«Decideva tutto lui e non voleva parlare con me del tumore. E non andava volentieri dai medici». Incertezze, molti non so o non ricordo nel lungo esame, davanti alla Corte di assise di Latina, di Gabriela Blazewicz, 61enne di origini polacche chiamata a rispondere di omicidio con dolo eventuale e maltrattamenti del marito Bruno Vaccarini, deceduto nel marzo 2019 a 60 anni.
L'accusa
Secondo l’accusa, rappresentata in aula dal procuratore della Repubblica Giuseppe De Falco, la donna avrebbe nascosto al marito la gravità delle sue condizioni di salute – gli era stato diagnosticato un tumore ai polmoni - non facendolo sottoporre ad alcun accertamento per avere una diagnosi e poi lo avrebbe fatto curare da un medico di Perugia con farmaci inefficaci - prodotti oppiacei e derivati dalla cannabis - provocando intenzionalmente la sua morte.
L'intervento dei figli
Alla fine erano intervenuti anche i figli che fino ad allora non erano stati informati delle condizioni di salute del padre. Erano stati loro a farlo ricoverare all’Ifo del Regina Elena di Roma ma la situazione ormai era degenerata e a marzo 2019 Vaccarini era morto, non prima di avere denunciato la moglie per avere accelerato l’avanzare del tumore e non averlo fatto assistere adeguatamente. La donna avrebbe anche approfittato delle precarie condizioni del marito per effettuare a sua insaputa alcuni prelievi dal suo conto corrente per circa 70mila euro un paio di mesi prima della sua morte. Fatti che la donna in aula ha cercato di smentire con un racconto incerto e pieno di contraddizioni. «Era lui a non volersi curare e a preferire altri medicinali e non voleva l’intervento, così come aveva rifiutato di fare ulteriori accertamenti e vietato di riferire ai figli delle sue condizioni».

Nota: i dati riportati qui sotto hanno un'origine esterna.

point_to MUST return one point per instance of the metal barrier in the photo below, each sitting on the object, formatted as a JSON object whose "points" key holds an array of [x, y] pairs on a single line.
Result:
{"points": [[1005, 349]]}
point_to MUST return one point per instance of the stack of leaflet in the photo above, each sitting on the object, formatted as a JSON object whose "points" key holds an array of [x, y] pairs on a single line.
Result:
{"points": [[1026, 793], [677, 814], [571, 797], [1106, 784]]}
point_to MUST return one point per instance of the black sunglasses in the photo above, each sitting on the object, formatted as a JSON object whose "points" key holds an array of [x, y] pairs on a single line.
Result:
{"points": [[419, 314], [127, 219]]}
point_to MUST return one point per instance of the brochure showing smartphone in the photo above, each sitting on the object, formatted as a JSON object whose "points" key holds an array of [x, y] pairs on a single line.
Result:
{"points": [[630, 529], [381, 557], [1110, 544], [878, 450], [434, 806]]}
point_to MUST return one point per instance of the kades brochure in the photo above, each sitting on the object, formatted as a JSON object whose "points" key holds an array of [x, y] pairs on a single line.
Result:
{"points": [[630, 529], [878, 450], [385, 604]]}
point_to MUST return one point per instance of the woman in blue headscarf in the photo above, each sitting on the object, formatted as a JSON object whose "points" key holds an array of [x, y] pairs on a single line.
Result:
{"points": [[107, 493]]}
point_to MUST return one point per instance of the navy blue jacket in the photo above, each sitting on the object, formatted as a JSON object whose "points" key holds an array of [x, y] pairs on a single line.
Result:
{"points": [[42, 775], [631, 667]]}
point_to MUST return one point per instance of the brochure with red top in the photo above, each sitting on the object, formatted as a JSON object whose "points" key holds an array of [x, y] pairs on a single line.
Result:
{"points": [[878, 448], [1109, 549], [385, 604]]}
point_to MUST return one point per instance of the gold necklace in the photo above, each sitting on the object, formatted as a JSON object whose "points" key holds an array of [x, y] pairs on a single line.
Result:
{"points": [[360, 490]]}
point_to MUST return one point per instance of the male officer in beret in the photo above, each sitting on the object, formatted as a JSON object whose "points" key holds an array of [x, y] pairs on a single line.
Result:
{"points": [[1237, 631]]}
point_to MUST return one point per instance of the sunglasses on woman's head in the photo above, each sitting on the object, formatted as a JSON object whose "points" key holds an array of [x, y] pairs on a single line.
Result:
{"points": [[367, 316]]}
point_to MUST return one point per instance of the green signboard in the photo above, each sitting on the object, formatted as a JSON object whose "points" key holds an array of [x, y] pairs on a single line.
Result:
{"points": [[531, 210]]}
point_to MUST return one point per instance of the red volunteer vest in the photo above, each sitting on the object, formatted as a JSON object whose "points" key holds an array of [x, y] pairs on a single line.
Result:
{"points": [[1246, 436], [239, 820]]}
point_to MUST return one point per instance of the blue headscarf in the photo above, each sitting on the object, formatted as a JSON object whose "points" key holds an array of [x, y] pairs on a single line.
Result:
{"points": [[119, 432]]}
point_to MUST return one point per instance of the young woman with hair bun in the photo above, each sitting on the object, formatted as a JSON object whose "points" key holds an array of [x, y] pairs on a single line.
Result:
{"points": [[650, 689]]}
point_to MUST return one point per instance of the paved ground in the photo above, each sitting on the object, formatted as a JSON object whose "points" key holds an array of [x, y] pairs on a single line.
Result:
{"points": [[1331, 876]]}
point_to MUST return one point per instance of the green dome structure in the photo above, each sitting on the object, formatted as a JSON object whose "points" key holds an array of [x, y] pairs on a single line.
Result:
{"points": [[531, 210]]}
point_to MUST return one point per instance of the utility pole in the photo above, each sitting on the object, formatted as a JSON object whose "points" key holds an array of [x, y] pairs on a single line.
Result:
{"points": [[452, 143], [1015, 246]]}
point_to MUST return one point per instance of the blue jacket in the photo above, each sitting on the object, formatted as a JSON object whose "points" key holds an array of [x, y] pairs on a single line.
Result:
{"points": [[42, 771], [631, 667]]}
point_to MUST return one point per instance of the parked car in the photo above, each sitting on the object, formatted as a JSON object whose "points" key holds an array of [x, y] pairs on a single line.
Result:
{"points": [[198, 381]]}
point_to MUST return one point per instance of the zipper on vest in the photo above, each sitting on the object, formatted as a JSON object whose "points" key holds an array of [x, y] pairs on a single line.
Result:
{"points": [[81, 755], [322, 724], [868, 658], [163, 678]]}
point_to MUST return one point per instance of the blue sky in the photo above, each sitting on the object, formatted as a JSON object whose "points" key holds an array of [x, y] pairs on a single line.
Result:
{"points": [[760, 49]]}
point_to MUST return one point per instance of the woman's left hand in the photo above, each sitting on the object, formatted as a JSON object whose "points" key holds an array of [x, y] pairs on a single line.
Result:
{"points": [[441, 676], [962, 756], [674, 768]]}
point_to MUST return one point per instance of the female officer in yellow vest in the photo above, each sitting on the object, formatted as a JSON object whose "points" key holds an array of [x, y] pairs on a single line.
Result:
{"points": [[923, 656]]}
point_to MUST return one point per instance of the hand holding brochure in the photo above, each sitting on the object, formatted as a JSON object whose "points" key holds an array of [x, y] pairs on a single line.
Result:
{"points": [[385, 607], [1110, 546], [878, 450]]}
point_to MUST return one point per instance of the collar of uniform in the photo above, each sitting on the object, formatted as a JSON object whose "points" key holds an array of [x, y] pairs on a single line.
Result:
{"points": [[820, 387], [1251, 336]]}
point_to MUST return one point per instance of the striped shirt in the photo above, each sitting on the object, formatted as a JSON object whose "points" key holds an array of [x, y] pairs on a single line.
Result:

Ha dichiarato per poi aggiungere che quando il medico gli aveva detto che senza operazione sarebbe morto lei aveva insistito facendogli capire che la situazione era grave. «Nonostante le documentazioni mediche e i solleciti di accertamenti e biopsia perché non è stato fatto niente, perché solo a dicembre 2018 si è deciso a farsi la biopsia» ha incalzato il pubblico ministero. Ma anche in questo caso la donna ha risposto che il marito non aveva dolori e che è stata una sua scelta di non approfondire. Ha negato anche di avere espresso la sua contrarietà all’operazione in un colloquio con il medico di famiglia e ha accusato i figli di averla minacciata: ci sarebbero loro, a suo avviso, dietro la decisione dell’uomo di denunciarla. Il processo è stato aggiornato al 10 giugno per la discussione e la sentenza.